In this Tutorial I will describe how you can get started with Machine Learning on Linux using Scikit-Learn and Python 3
What is Machine Learning ?
Machine Learning is a way in which a Computing System like your Linux Computer can predict an output by learning from a sample set of Input Data.
Predicting an Unknown animal or flower based on it's features
While building a Machine Learning program you will need to provide the program with a sample data set from which it can learn, Say features of known types of flowers. You can then use the program on data from an unknown type of flower to predict it's type.
There are many types of Machine Learning Algorithm's which can be used to solve different types of problems. But since this is a getting started I will describe how you can solve a Simple Classification problem with Machine Learning using the "Decision Tree Classifier" Algorithm from Scikit-Learn
I have tested this tutorial on Ubuntu 14.04 and Linux Mint 18 with Python 3.5
The best way to install Scikit-Learn is to use the Anaconda package installer from 'continuum.io'. The installer comes with a script which will install Scikit-Learn along with other packages and dependencies required for your Linux machine.
#Download the Script
$ wget https://repo.continuum.io/archive/Anaconda3-4.2.0-Linux-x86_64.sh
#Run the script,
$ bash Anaconda3-4.2.0-Linux-x86_64.sh
#Finally install Graphviz for visualing the flow of the Program
$ sudo apt-get install graphviz
The above bash script creates an anaconda3 folder which has all dependencies installed including a package manager called "conda" which you can use to install additional packages.
$ cd anaconda3/
$ source bin/activate
Step 1: Importing the Dataset
You will need two sets of Data. One which will be used to train the program and the other to test it.
Based on data from Wikipedia, I have created two artificial Datasets of Dogs to train and test our program
Step 2:Training the Model using the Decision Tree Classifier
The Decision Tree Classifier from Scikit-Learn will need two sets of input data to learn and predict the output. One is the features of the Dog and the other is the target or the type of dog corresponding to the features.
#Use the “python” command to switch to the python command line and then type the following
>>> from sklearn import tree
#Import the Dataset
>>> features = [ [2,25,57,10], [3,27,60,12], [1,4.5,20,10], [2,5,27,15] ]
>>> labels = [ 0, 0, 1,1]
#Create a Classifier Object
>>> classifier = tree.DecisionTreeClassifier() #Train the Classifier using the dataset
>>> classifier.fit(features, labels)
Note: The labels have a numerical value instead of strings. 0 is for a Labrador Retriever and 1 is for a Shih Tzu
Step 3: Predicting the Output
Since it's a very small Dataset, the program should be able to predict the output without having to do much work. It should print a '0' for a Labrador Retriever and a '1' for Shih Tzu.

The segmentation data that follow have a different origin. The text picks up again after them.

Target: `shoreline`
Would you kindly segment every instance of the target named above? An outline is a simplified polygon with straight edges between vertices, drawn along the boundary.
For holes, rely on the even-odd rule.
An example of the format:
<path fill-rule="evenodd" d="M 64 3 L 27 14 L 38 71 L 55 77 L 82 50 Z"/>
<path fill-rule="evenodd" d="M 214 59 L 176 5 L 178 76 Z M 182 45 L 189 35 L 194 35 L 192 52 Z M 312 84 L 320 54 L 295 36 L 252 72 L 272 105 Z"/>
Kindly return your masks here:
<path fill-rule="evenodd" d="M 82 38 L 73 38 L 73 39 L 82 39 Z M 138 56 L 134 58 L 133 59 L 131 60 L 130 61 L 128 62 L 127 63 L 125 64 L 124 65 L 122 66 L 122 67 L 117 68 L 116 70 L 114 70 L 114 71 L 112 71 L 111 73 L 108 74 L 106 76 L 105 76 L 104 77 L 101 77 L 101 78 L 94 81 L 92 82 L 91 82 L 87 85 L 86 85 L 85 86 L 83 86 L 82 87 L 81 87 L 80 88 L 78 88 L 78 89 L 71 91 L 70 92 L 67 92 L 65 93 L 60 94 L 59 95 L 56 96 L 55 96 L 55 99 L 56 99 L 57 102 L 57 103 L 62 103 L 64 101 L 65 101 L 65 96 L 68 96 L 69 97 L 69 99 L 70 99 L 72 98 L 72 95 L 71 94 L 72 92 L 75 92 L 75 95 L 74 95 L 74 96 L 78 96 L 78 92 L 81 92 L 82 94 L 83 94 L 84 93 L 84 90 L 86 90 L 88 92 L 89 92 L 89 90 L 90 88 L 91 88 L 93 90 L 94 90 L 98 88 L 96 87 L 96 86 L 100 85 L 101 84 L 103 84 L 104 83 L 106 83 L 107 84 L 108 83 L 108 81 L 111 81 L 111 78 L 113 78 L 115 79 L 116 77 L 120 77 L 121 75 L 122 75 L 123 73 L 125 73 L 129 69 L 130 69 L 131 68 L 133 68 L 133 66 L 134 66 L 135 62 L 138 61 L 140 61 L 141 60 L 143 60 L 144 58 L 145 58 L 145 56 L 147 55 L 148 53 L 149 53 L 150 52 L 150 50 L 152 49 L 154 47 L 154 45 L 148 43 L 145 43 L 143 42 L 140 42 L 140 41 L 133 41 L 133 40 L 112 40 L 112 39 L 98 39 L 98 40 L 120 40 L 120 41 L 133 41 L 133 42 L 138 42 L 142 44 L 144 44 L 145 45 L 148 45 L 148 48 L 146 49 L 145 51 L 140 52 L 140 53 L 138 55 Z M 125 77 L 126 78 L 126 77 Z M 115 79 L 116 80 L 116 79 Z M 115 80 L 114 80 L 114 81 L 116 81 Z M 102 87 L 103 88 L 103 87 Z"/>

#Test Data for a Labrador Retriever(0)
#Test Data for a Shih Tzu(1)
Understanding how the decision was made with Visualisation
If you look carefully at the training Data set you will notice that the weight and height do not overlap. You can classify the breed of the dog by looking at its weight or height. Similary a decision tree classifier uses if-then statements to classify data. If the dog's weight or height is below a point then its a Shih Tzu. To check how the classifier made the decision you can visualize the Decision Tree with the Graphviz library we installed earlier.
#create a dot file from the python commandline
>>> with open('dogs.dot', 'w') as dotfile:
feature_names=['Feeding(cups)', 'Weight(kg)', 'Height(cm)', 'Life Span(years)' ]) #exit the command line and run the below command to convert the dot file to png
$ dot -Tpng dogs.dot -o dogs.png
And this is how The Decision Tree classifier determined whether the dog is a Labrador or a Shih Tzu.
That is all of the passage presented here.